"Damian Higgins" wrote:
Hi Stuart,

First off, thank you for the feedback you provided. Unfortunately, you
misunderstood the issue I'm encountering because you haven't read my
entire post. So, I'll try to make a brief post of the previous
message, to make it easier to read, and hope you will have the
patience to read it this time :).

Perhaps you are misunderstanding how pf works. Instead of trying to solve *your* problem, I will try to describe how pf+altq works, and it will be up to you to figure out how to accomplish what you want to do.


First, some concepts of queueing/policing I learned from my previous
experience in other environments(correct me if I'm wrong) :

First forget about other environments, especially Linux. I have deleted the rest of your post, since it does not really matter what you or other environments think about how traffic shaping should be done. If you are using OpenBSD, try to understand how it is done with pf+altq.
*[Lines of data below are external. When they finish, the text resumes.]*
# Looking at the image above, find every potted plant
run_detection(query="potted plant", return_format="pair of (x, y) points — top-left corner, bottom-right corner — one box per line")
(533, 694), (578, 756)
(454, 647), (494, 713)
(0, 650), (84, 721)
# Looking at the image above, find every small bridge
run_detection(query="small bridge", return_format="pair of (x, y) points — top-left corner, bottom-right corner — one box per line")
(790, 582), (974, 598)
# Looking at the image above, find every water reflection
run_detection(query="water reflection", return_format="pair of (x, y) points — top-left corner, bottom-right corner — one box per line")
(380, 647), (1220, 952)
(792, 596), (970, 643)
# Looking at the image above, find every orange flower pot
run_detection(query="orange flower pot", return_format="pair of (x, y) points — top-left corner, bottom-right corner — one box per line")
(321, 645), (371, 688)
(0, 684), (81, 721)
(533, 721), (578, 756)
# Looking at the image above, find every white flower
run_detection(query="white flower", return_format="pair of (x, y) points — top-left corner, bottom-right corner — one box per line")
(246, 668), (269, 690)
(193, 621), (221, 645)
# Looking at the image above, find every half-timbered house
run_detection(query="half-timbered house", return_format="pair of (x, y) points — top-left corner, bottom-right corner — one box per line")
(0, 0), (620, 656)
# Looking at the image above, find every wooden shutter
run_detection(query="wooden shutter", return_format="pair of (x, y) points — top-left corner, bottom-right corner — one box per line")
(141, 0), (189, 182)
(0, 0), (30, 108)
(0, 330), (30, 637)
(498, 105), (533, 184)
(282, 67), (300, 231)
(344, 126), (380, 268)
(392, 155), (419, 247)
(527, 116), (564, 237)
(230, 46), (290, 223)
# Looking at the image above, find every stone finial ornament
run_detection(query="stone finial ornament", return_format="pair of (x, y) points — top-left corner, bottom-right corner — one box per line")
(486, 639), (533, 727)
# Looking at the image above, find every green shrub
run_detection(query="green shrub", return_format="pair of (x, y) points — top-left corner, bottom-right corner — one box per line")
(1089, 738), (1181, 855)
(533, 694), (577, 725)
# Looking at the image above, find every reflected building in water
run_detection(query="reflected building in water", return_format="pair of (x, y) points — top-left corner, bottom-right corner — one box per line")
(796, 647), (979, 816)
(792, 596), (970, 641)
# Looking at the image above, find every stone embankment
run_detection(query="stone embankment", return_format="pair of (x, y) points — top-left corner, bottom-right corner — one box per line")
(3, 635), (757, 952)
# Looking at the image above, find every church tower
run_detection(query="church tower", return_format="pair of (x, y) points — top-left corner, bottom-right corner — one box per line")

Here are the basic rules for pf. You may already know some of them, but please bear with me. You may learn something new:

# Filtering is stateful in pf, and it is strongly recommended to keep it that way (ie. use 'no state' only if you really know what you are doing). The S/SA flags being default also have strong reasons.

# Think of 'state' as a 'connection'. This is especially true for TCP. Use systat(1) or pftop (from ports) to see the states. A state *sees* packets in *both* directions that belong to a particular traffic.

# If a packet matches a state, no rules are evaluated *hint*

# If a packet does not match an existing state but matches a rule, a state is created. Further packets of this 'connection' will just match the state, and bypass ruleset evaluation.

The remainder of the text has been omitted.